What this allows me to do today, is create both a solid database dump, and the DDL to build the table structure.  Theoretically this system could be modified to pull from any datastore and generate for any other datastore.  The system was built in a way that was hopefully designed to facilitate that.


2012 rolls around, and things have changed.  The landscape for web development has been shifting over the last decade as people struggle to find way to get the tools out of the developer's way, and enable them to do their job more and fight with code less.  The most recent evolution in that sequence that I've been working with, is Scala and Play.  As I work with two tools, I'm increasingly finding it easier to build systems that are stable, and take much less code to write.


Hermes-DB was originally designed just to output DDL, but when I started working with JPA, a system that requires a whole lot of scaffolding, it made sense to have one of the output "DDLs" be Java classes with JPA annotations.  Over the last few days, I've been making a new variety of output, Scala case classes designed to work with Play and therefore Anorm.  Anorm is very powerful, and gives you tools that "get out of your way", but doesn't have a lot when it comes to scaffolding.  I've poked around a bit, and it seems there was a scaffolding plugin for Play 1, but none exists for Play 2.  This little utility, is helping fill that gap for me.  It outputs Scala class and companion object definitions based on the database schema.


The EVE Online database comes out of the box with about 75 tables.  75 tables that I'd rather not have to manually create mappings for for model classes.  This little utility made my life much easier.  A bit cheer for code generation tools!
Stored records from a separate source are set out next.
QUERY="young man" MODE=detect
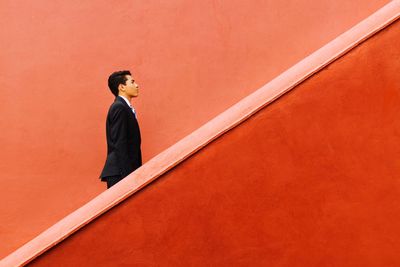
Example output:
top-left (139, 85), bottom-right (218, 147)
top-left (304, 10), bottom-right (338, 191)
top-left (100, 70), bottom-right (142, 188)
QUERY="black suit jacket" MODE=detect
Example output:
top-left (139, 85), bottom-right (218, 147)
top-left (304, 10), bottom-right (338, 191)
top-left (100, 96), bottom-right (142, 180)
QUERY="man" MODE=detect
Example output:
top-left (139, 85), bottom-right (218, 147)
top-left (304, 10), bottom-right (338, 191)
top-left (100, 70), bottom-right (142, 188)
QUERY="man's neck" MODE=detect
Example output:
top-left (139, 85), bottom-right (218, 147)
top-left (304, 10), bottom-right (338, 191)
top-left (118, 94), bottom-right (132, 103)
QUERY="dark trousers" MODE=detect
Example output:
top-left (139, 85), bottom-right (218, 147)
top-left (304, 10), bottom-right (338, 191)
top-left (104, 175), bottom-right (122, 189)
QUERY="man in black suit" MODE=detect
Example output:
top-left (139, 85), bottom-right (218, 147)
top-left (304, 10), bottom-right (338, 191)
top-left (100, 71), bottom-right (142, 188)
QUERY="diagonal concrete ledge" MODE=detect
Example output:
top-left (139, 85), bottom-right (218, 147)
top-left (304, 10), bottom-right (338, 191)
top-left (0, 1), bottom-right (400, 266)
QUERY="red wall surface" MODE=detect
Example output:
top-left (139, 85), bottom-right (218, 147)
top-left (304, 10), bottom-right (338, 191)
top-left (27, 18), bottom-right (400, 267)
top-left (0, 0), bottom-right (389, 257)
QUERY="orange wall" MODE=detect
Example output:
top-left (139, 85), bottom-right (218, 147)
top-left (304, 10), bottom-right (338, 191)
top-left (32, 18), bottom-right (400, 267)
top-left (0, 0), bottom-right (388, 257)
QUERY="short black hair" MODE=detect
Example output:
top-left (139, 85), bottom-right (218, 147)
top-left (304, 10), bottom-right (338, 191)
top-left (108, 70), bottom-right (132, 96)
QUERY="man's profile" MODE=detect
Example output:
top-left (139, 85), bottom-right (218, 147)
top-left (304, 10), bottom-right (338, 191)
top-left (100, 70), bottom-right (142, 188)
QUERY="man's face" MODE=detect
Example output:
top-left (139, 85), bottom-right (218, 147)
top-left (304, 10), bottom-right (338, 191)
top-left (122, 75), bottom-right (139, 97)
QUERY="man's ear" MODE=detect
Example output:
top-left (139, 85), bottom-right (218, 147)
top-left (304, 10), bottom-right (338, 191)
top-left (118, 83), bottom-right (124, 92)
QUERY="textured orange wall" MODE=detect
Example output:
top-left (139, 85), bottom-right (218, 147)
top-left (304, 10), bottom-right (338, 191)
top-left (0, 0), bottom-right (388, 257)
top-left (27, 17), bottom-right (400, 266)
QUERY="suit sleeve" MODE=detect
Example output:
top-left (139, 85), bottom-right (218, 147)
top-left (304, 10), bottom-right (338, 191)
top-left (110, 107), bottom-right (131, 177)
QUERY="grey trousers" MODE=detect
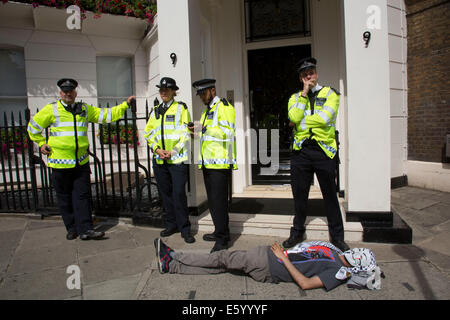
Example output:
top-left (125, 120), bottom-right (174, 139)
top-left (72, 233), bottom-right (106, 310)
top-left (169, 246), bottom-right (273, 282)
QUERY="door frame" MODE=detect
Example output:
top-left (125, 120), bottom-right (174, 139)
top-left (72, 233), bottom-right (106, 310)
top-left (241, 0), bottom-right (315, 186)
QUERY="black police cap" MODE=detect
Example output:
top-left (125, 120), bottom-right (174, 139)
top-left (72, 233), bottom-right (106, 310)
top-left (156, 77), bottom-right (179, 90)
top-left (192, 79), bottom-right (216, 94)
top-left (56, 78), bottom-right (78, 91)
top-left (297, 57), bottom-right (317, 72)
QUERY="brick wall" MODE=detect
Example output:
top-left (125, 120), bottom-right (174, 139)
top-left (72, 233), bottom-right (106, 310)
top-left (405, 0), bottom-right (450, 162)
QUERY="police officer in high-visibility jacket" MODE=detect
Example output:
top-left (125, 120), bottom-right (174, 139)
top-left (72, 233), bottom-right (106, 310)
top-left (28, 78), bottom-right (135, 240)
top-left (145, 77), bottom-right (195, 243)
top-left (192, 79), bottom-right (237, 252)
top-left (283, 58), bottom-right (348, 251)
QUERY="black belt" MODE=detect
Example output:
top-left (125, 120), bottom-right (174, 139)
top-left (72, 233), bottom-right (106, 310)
top-left (302, 139), bottom-right (319, 148)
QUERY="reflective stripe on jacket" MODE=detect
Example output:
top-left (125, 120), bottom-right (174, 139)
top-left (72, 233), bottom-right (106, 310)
top-left (28, 101), bottom-right (128, 168)
top-left (199, 99), bottom-right (237, 169)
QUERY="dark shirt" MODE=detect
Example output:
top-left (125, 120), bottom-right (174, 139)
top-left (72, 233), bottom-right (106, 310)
top-left (267, 246), bottom-right (344, 291)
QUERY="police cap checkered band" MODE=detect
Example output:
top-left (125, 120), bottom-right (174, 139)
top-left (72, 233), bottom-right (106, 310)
top-left (56, 78), bottom-right (78, 91)
top-left (297, 58), bottom-right (317, 72)
top-left (156, 77), bottom-right (179, 90)
top-left (192, 79), bottom-right (216, 94)
top-left (344, 248), bottom-right (376, 270)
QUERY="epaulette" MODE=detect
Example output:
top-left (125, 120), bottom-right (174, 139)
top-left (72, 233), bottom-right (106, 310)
top-left (220, 98), bottom-right (229, 106)
top-left (178, 101), bottom-right (187, 109)
top-left (330, 87), bottom-right (341, 96)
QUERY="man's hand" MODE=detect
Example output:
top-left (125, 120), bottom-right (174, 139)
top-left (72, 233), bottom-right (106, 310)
top-left (302, 79), bottom-right (315, 97)
top-left (156, 149), bottom-right (171, 160)
top-left (270, 242), bottom-right (323, 290)
top-left (127, 96), bottom-right (136, 106)
top-left (270, 242), bottom-right (289, 261)
top-left (41, 144), bottom-right (52, 155)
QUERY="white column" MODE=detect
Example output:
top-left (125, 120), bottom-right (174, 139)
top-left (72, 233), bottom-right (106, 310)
top-left (344, 0), bottom-right (391, 212)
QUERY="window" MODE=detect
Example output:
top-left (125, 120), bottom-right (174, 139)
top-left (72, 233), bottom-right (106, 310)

It is open source of course, and can be found on gitorious with the git URL: git@gitorious.org:export4pg/export4pg.git


Please note that some of this code is very very old, and it's worked for probably close to a decade so some of it is a bit ancient in both understanding and coding style.  It is however, very useful, and possibly one of the pieces of code I've written that's still in usage and not broken from constant tinkering!